I can give my Christmas gifts on their birthdays. That way my gift giving will be spaced out throughout the year and I can spend more time honoring the celebrant in December. I can also use the extra time to savor the memory of each blessing He has gifted me with for the year.

Or maybe I can pick another special holy day to give out my Christmas gifts. Let me think about that. I should come up with something by New Year’s Day because my fondest wish is to be able to enjoy the Christmas season next year and be a fan again.

Tuesday, December 13, 2011

Sticks and Stones


I’m sure you’re familiar with this famous reply to taunts and threats: “Sticks and stones may break my bones but words can never hurt me”? This may be true in the physical sense but words can harm in other ways.

Speak God’s Words. That’s the title of talk 2 of the Transformed series at the Feast. The talk last Sunday (Dec. 4) reminded me of the ways that my words can destroy other people or how I can be hurt by some thoughtless remark. When words are used to complain, criticize and ridicule they become instruments that can shatter a person’s worth, reputation and self esteem.

There was an incident that happened when I was just starting to serve as emcee. Someone remarked that I was not good enough for the job for the simple reason that I happened to have a uterus and my voice can only go as low as Alto 2. In short, only men are fit to be emcees. I was floored by the chauvinism.

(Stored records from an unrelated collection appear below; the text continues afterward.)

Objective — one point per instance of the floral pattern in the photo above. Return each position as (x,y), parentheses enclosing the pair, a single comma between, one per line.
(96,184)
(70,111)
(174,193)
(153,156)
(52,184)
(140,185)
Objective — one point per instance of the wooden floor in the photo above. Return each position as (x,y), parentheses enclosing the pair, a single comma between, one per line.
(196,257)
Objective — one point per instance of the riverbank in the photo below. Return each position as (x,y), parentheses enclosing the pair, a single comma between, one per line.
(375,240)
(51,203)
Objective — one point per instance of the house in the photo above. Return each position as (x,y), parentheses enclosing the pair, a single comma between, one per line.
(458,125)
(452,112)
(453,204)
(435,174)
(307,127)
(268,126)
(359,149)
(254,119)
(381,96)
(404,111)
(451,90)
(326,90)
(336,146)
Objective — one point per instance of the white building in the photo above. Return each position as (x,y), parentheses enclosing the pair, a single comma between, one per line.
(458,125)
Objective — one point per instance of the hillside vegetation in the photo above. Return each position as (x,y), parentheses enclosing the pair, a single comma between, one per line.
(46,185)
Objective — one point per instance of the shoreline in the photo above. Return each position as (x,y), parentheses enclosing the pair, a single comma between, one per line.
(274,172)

Not only that, the critic proceeded to rattle off the names of every Tom, Dick and Harry who are more qualified…to my face. That almost shattered my ego and almost stopped me from hosting any event ever again. I said almost because I happen to have skin about an inch thick (that thick) on my face (in Tagalog we call it kapalmuks) so it didn’t bother me too much. I was okay after about a month. ;) Other people who are more sensitive might have quit on the spot. Imagine the harm done if this was said to a young person at the brink of launching a longed-for career.

During the talk we were exhorted to use our words for good instead. They must be used to compliment, correct in a loving manner and refresh. Let me share something I wrote in my journal almost a year ago to illustrate my point.

Jan.14, 2011
Giving Delight

“Listen, for I will speak noble things; And the opening of my lips will reveal right things.” – Proverbs 8:6

As I was preparing the articles I have to bring to the writing seminar I’m attending tomorrow, it dawned on me that writing is not the greatest gift that the Lord has given me. My greatest gift is delighting people with the articles that I write about them or their businesses. I make them happy because I highlight the good that they do.

One of the articles I’m bringing is about the controversial Vicki Belo. When it was posted in Proudly Filipina.com, someone commented to my partner that my series of articles managed to bring out her good points.

Another article in my portfolio is the one I wrote about my father for his 80th birthday. I was feeling a bit down on his birthday because I could not afford to splurge on a grand party for him. All we could manage was a nice, classy dinner in Alba’s for the family. After the occasion, I wrote an article for Insight Magazine extolling his virtues as a man of God, a family man, a friend and a crusading lawyer. He was ecstatic when it was published. He must have given out several dozens to friends and colleagues. That, more than the fancy dinner, was the best gift I could give him.

Words must be used to give life and hope rather than to kill dreams. In the wrong mouth, words can be deadlier than a sword.